O dano moral trata-se de dano extrapatrimonial mais comum nos litígios trabalhistas. O dano moral stricto sensu é aquele que fere a ética da pessoa, fere sua percepção de si mesma, ou ainda, fere percepção da sociedade em relação ao indivíduo que sofreu o dano. Na seara trabalhista pode ser evidenciado em situações que o empregador abusa do poder hierárquico, determinando revistas intimas ou cobranças vexatórias na presença de outros empregados, além do próprio dano decorrente do acidente de trabalho e em ricochete. A título de conceituação, entende a doutrina de Alexandre Agra Belmonte que o dano moral é lesão a Direitos da personalidade, dos quais a pessoa necessita para existir e viver uma vida digna. BELMONTE (2023. P. 130) “A melhor corrente categórica é aquela que conceitua os danos morais como lesão a direitos da personalidade, sendo essa a visão que prevalece na doutrina brasileira. Alerte-se que para a sua reparação não se requer a determinação de um preço para a dor ou o sofrimento, mas sim um meio para atenuar, em parte, as consequências do prejuízo imaterial, o que traz o conceito de lenitivo, derivativo ou sucedâneo. Por isso é que se utiliza a expressão reparação e não ressarcimento para os danos morais.”

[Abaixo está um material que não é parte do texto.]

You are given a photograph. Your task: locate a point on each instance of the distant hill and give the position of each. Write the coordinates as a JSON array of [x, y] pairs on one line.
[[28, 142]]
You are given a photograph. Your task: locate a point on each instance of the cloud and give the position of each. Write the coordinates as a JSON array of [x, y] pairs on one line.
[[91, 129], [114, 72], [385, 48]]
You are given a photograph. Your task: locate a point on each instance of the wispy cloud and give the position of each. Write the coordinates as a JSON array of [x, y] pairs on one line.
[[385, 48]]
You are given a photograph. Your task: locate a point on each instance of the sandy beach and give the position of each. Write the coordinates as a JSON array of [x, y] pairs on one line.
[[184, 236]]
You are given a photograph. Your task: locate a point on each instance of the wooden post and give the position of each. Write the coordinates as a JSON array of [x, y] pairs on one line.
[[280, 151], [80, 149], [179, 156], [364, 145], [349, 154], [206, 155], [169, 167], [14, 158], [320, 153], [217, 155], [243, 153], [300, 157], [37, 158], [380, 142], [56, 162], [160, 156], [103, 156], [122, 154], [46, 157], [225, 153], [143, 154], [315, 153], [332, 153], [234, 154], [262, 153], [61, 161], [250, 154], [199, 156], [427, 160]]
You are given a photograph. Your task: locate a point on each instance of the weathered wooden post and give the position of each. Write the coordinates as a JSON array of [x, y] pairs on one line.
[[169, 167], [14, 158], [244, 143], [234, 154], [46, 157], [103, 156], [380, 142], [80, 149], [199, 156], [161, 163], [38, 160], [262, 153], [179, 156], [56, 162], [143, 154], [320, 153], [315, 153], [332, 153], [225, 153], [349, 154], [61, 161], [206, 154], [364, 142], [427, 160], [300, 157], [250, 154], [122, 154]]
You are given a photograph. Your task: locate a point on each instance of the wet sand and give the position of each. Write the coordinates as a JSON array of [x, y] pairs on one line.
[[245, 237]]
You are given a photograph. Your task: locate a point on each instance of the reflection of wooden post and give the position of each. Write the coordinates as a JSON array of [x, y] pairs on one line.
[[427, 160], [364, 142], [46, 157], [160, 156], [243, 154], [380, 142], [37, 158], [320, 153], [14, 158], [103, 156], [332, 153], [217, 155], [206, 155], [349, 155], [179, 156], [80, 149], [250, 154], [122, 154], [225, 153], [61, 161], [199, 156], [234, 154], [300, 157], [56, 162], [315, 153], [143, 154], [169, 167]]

Ademais, ressalta-se que a função compensatória da reparação por danos morais não guarda relação estreita e exclusiva de equivalência com o dano, tendo em vista seu caráter não-econômico, sendo, desse modo, impossível sua exata aferição, de forma que se leva em consideração o binômio necessidade da vítima e capacidade econômica do agente. Em relação à vítima, tem-se que a dignidade da pessoa humana, fundamento da República Federativa do Brasil, previsto no art. 1º, III, CF/88, é o ponto central de sua personalidade, devendo, portanto, ser amplamente protegido. 

Nesses termos: 

INDENIZAÇÃO POR DANO MORAL. DOSIMETRIA DO QUANTUM INDENIZATÓRIO. (…) 2.2. A indenização por dano moral revela conteúdo de interesse público, na medida em que encontra ressonância no princípio da dignidade da pessoa humana, sob a perspectiva de uma sociedade que se pretende livre, justa e solidária (CF, arts. 1º, III, e 3º, I). 2.3. A dosimetria do quantum indenizatório guarda relação direta com a existência a extensão do dano sofrido, o grau de culpa e a perspectiva econômica do autor e da vítima, razão pela qual a atuação dolosa do agente reclama reparação econômica mais severa, ao passo que a imprudência ou negligência clamam por reprimenda mais branda. Assim, à luz do sistema aberto, cabe ao julgador, atento aos parâmetros relevantes para aferição do valor de indenização por dano moral, fixar o quantum indenizatório com prudência, bom senso e razoabilidade, sob pena de afronta ao princípio da restauração justa e proporcional (BRASIL, 2015)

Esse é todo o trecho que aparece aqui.